Nearly 1 in 8 elective colonoscopies result in out-of-network claims
About 12% of elective colonoscopies during a recent 5-year period led to out-of-network claims that averaged hundreds of dollars more than the typical insurance payment, data in Annals of Internal Medicine show.
“Colonoscopy is such an effective cancer prevention tool,” James M. Scheiman, MD, chief of the division of gastroenterology and hepatology at the University of Virginia School of Medicine, told Healio Primary Care. “We need to be sure unexpected, out-of-pocket costs do not discourage patients from receiving the test.”
In one of the latest studies to explore surprise billing, Scheiman and colleagues reviewed a claims database to estimate the prevalence, amount and source of out-of-network claims for commercially insured adults aged younger than 64 years who had an elective colonoscopy between 2012 and 2017.
Researchers reported that of 1,118,769 elective colonoscopies conducted by in-network endoscopists and facilities, 12.1% (95% CI, 11.2-13.1) involved out-of-network claims with a median potential surprise bill of $418 (interquartile range [IQR] = 152-981).
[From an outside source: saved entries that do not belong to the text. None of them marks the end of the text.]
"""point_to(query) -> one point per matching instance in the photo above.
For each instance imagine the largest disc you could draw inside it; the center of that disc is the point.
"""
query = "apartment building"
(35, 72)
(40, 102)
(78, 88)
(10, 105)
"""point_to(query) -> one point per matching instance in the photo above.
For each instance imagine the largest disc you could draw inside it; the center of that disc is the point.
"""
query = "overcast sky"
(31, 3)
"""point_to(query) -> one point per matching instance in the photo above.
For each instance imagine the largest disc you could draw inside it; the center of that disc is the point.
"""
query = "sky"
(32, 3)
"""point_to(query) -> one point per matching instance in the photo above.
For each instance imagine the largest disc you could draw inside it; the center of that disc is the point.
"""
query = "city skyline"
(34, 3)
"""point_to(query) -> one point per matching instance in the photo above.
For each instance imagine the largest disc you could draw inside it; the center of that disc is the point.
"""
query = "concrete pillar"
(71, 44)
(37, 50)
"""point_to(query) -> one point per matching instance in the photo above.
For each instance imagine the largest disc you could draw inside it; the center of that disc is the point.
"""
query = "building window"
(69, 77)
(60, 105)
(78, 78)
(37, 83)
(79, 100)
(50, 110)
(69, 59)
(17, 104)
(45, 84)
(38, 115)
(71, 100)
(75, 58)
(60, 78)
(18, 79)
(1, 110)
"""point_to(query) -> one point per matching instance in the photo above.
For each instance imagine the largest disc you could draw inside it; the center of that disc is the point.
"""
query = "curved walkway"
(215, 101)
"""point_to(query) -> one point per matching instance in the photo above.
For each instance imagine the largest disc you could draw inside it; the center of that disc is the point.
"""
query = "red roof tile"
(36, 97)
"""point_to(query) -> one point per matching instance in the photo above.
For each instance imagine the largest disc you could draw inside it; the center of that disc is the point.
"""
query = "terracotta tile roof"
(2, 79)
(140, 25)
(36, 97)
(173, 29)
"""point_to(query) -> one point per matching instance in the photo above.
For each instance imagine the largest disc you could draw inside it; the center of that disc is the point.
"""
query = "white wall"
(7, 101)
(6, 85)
Out-of-network anesthesiologists were involved in 64% of procedures (median potential surprise bill, $488 (IQR =145-1186]) and out-of-network pathologists were involved in 40% of procedures (median potential surprise bill = $248 (IQR = 153-554).
Also, the likelihood of an out-of-network claim was significantly higher when an intervention (eg, biopsy) was completed during the colonoscopy vs. cases without one (13.9% vs. 8.2%; difference, 5.7% [CI for difference, 4.9%–6.5%]). When interventions were performed, 51% of potential surprise bills involved pathologists and 56% involved
anesthesiologists. In cases without interventions and only a visual inspection was performed, 95% of potential surprise bills involved anesthesiologists.
Scheiman, who was also an author on a previous study that examined surprise billing, said both studies’ findings underscore the need to “develop strategies to offer colonoscopy to all at a fair price for the entire episode of care.”
He suggested that endoscopists and hospitals team up with in-network anesthesia and pathology providers, and that providers should consider endoscopist-provided sedation instead of deeper anesthesia. Scheiman also said that “not all low-risk polyps need to be sent for pathological evaluation.”